Aku tetap diam. "Tidak mau menyebutkan namamu? Oke, tak masalah~"
Aku tetap berkonsentrasi pada deretan angka-angka di depanku.
"Hei, kau selalu kemari tiap pulang sekolah, kan? Kau tidak bosan hanya ditemani sesemakan dan hutan seperti ini?" celotehnya.
Diamku tidak menghentikannya dari ocehannya. "Kalau aku sih, memanfaatkan masa SMA-ku. Bermain di game center, main, belanja, nongkrong, menggoda yeoja cantik yang lewat, berkelahi dengan anak sekolahmu," aku bisa mendengar seringai di frase terakhir.
"Kau tidak mau mencoba semua itu? Kujamin, saat kau menghabiskan waktumu sepertiku dan bukan mengerjakan tugas yang membosankan ini di tempat terasing ini, kau pasti akan menyukainya."
"Hei, bagaimana jika kita main lain kali? Lupakan sejenak permusuhan di antara sekolah kita. Tawuran dengan kalian lama-lama juga membosankan..."
"Kenapa kau diam saja? Jika kau masih marah karena kejahilanku tadi, aku kan sudah minta maaf..."
Aku nyaris mematahkan pensil yang kugenggam. Merasa hari ini aku tak akan bisa mendapatkan quality time-ku dengan ladang cosmos kesayanganku ini, aku dengan kasar memasukkan semua barangku dan berdiri.
"Mau kemana?" tanya pemud—Lee Donghae ini.
"Pulang," gumamku.
"Wae? Kita baru beberapa menit disini," katanya separuh merajuk. Aku mengacuhkannya dan kembali menyeberangi ladang cosmos.
Donghae masih saja berbicara ketika aku dan dia kembali berjalan di jalan yang baru kami lewati tadi. Dia menceritakan tentang hal-hal yang dia sukai, yang dia benci, mengomentari hutan di sekeliling kami, dan kembali menceritakan dirinya sendiri.
Dia bicara tanpa henti bahkan ketika kami naik bus. Kali ini dia memberanikan diri untuk duduk di sampingku, bukan duduk di bangku beberapa deret di belakangku seperti beberapa hari lalu. Ketika aku hendak turun di halteku, dia berhenti mengoceh sejenak dan tersenyum.
"Sampai ketemu besok," katanya.
.
.
.
'Sampai ketemu besok' berlanjut hingga berbulan-bulan kemudian. Donghae kini selalu ada di ladang cosmosku, menjadikan tempat ini juga sebagai tempat spesialnya.
Dia tak pernah berhenti berbicara, dan sekarang aku tahu nyaris semua hal mengenai dirinya. Aku memang jarang membalas pertanyaan maupun kalimatnya, tapi kini dia tahu namaku dari hasil menarik bukuku dan membaca namaku.
"Hei, Hyukjae.
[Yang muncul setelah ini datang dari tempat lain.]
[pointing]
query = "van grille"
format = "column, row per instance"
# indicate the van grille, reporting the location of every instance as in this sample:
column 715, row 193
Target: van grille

Menurutmu apakah hujan akan turun hari ini? Kulihat di utara tadi awan mendung," katanya saat dia duduk di sebelahku, menyandar di pohon willow seperti biasa.
"Entah," gumamku datar tanpa mengalihkan pandangan dari ladang cosmos.
Ladang hari ini luar biasa indah. Bunga-bunga merah muda dan putih itu berkembang sempurna, karena cosmos berbunga sepanjang waktu dalam setahun. Kupu-kupu mungil bru dan kuning juga beterbangan di kurus pohon willow melambai-lambai menari di atas kepala kami akibat hembusan angin. Langit juga biru bersih tanpa awan, udara musim panas masih berhembus, membawa aroma lembap.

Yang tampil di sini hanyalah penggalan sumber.